Fernando José Mendes Rosas ComL (born 18 April 1946) is a Portuguese historian, professor and politician, being one of the founders of the Left Bloc.

Rosas was born on 18 April 1946. He studied at Pedro Nunes secondary school, and in 1961, he joined the school's Portuguese Communist Party organization, a party for which he was later a militant.

He entered University of Lisbon's Faculty of Law where he remained an active militant. He was arrested in the repressive wave of January, 1965, while he was directing the student association of his Faculty. The Estado Novo arrested dozens of activists from the main board of student resistance. He was tried and convicted in 1965. He served one year and three months at a correctional facility. As he left this facility he dedicated himself to supporting activities for arrested politicians.
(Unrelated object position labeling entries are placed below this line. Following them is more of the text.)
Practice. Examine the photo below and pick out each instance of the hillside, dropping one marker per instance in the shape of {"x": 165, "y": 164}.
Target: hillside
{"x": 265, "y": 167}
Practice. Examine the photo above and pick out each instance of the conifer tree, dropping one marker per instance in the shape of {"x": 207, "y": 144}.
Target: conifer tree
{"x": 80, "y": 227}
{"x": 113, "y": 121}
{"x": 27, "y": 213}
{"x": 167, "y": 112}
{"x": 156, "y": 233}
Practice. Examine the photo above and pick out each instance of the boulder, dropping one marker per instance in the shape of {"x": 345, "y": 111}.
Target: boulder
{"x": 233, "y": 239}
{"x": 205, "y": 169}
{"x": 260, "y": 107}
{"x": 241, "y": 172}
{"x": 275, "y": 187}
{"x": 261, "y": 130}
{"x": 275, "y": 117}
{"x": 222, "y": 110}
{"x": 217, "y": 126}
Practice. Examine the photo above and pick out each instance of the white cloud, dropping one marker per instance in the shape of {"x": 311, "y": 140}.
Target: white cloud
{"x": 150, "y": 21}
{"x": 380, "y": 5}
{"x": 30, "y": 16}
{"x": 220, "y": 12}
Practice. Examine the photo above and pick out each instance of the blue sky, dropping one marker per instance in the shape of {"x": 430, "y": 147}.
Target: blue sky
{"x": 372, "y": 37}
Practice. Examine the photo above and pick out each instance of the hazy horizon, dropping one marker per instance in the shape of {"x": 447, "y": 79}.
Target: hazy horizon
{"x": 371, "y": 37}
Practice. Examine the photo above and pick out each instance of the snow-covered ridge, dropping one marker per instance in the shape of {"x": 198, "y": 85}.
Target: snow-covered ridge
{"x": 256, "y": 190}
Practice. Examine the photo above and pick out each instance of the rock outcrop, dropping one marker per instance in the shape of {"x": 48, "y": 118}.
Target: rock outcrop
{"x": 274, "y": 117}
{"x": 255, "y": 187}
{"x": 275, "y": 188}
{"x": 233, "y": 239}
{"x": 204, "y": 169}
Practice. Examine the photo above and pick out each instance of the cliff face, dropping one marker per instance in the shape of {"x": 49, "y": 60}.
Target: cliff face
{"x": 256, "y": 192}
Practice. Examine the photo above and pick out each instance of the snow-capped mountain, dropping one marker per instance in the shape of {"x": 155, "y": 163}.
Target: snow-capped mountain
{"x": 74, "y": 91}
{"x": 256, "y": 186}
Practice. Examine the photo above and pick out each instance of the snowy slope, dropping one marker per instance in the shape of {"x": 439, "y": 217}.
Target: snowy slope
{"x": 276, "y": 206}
The events of May 1968, and the Soviet invasion of Czechoslovakia, in August of the same year, led him to opt for the abandonment of the Communist Party. He participated in Portugal's first public protest against the Vietnam War, supported by sectors that were linked to the Students' Democratic Left-Wing, organization which he helped found in late 1968. It was as a politician responsible for this party that he organized the 1969 protests in Lisbon. He also participated in the second protest (this time centred on Coimbra).

In August 1971, he was arrested for the second time and taken to the headquarters of the PIDE political police. He was submitted to sleep torture for several days and then the regime's courts convicted him to 14 months at a correctional facility.

Upon his release, he returned to anti-fascist activism. In March 1973, he actively supported the campaign for the accusation of the murder of African socialist politician Amílcar Cabral. After a renewed attempt by the PIDE to imprison him, he escaped and went "underground" until the Carnation Revolution on 25 April 1974.

Rosas took part in the foundation of the maoist Re-Organized Movement of the Party of the Proletariat (MRPP) in 1970, along with figures such as Arnaldo Matos. Up to 1979 he was editor of the Luta Popular newspaper ("People's struggle" in English). He represented this organization both times Ramalho Eanes ran for the presidency. During his time as a member of MRPP, Rosas was a candidate for Mayor of Lisbon in the 1976 local elections, getting 4,087 votes and 0.92% of the votes. He was later expelled from the party in 1980.

After being expelled from MRPP, Rosas grew closer to the Revolutionary Socialist Party (PSR), led by Francisco Louçã, being a candidate from the party from 1985 onwards, as an independent.